Duet kredytu i  funduszu, to może się nie udać 

Dużym problemem może okazać się również propozycja dotycząca Funduszu Wsparcia Kredytobiorców. Będzie miała ona bowiem bezpośrednie przełożenie na zdolność kredytową osób, które w przyszłości będą chciały skorzystać z kredytu "Mieszkanie na Start", który planuje wprowadzić rządząca obecnie koalicja. Okazuje się też, że wciąż w projekcie brakuje "ograniczników", dzięki którym z wakacji kredytowych skorzystałyby tylko osoby, które mają problemy finansowe i nie radzą sobie ze spłatą kredytu.

- Chociaż w projekcie  ograniczono wysokość kredytu do 1,2 mln zł, to i tak z wakacji kredytowych będą mogły skorzystać również osoby, które radzą sobie ze spłatą kredytu. Tak, jak w latach poprzednich, będą mogły nadpłacić kredyt albo wydadzą je na inny cel - twierdzi  Bartosz Turek, główny analityk HRE Investment Trust. 

Związek Banków Polskich nie pozostawia też złudzeń. Bardziej liberalne zasady przyznawania pomocy z Funduszu Wsparcia Kredytobiorców spowoduje, że banki zaostrzą politykę kredytową, co przełoży się na ograniczenie zdolności kredytowej i obniżenie dostępności kredytów.

- Banki nie będą udzielać ze względów ostrożnościowych kredytów tym osobom, które na moment aplikowania o kredyt spełniają przesłanki dostępu do wsparcia w ramach FWK. Spadnie dostępna kwota kredytu dla wszystkich grup kredytobiorców (średnio o 20-30 proc. dla gospodarstw 2- i 3-osobowych). Uderzy to szczególnie w rodziny wielodzietne, gdzie dostępna kwota kredytu może obniżyć się nawet o ponad 70 proc. (dla gospodarstw 5-osobowych) - komentuje Tadeusz Białek, prezes ZBP.

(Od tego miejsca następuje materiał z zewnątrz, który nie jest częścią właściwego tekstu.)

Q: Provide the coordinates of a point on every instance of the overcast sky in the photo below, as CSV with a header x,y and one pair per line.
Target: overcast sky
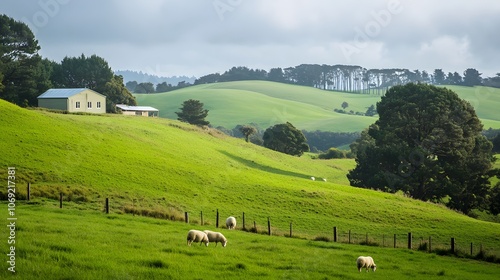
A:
x,y
199,37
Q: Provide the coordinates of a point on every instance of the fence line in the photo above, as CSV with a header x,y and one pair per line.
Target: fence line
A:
x,y
401,240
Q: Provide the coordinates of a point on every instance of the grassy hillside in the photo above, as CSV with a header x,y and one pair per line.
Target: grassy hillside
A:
x,y
163,167
126,247
268,103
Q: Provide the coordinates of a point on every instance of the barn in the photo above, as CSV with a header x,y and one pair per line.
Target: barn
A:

Podobnie uważa Bartosz Turek. - Z założeń rozwiązań dotyczących kredytu "Mieszkanie na Start" wynika, że będą mogły ubiegać się o niego rodziny wielodzietne, którym trudno jest otrzymać kredyt ze względu na wyższe koszty utrzymania niż w przypadku przeciętnego gospodarstwa domowego. Pomysł jest jednak taki, że jeśli obniży im się oprocentowanie do zera, to więcej rodzin wielodzietnych sięgnie po hipotekę, aby kupić większe mieszkanie lub zbudować dom. Problem w tym, że banki mogą być zmuszone odmówić udzielenia preferencyjnego kredytu, jeśli równolegle wprowadzone zostaną ułatwienia w dostępie do pieniędzy z Funduszu Wsparcia Kredytobiorców. Aby nie doszło do sytuacji, że świeżo po zaciągnięciu kredytu udamy się po darmową, a nawet częściowo umarzaną pożyczkę na spłatę rat, banki będą musiały w niektórych przypadkach zaostrzyć kryteria udzielania kredytów mieszkaniowych. Szczególnie problem dotknąć może większych rodzin - twierdzi Bartosz Turek.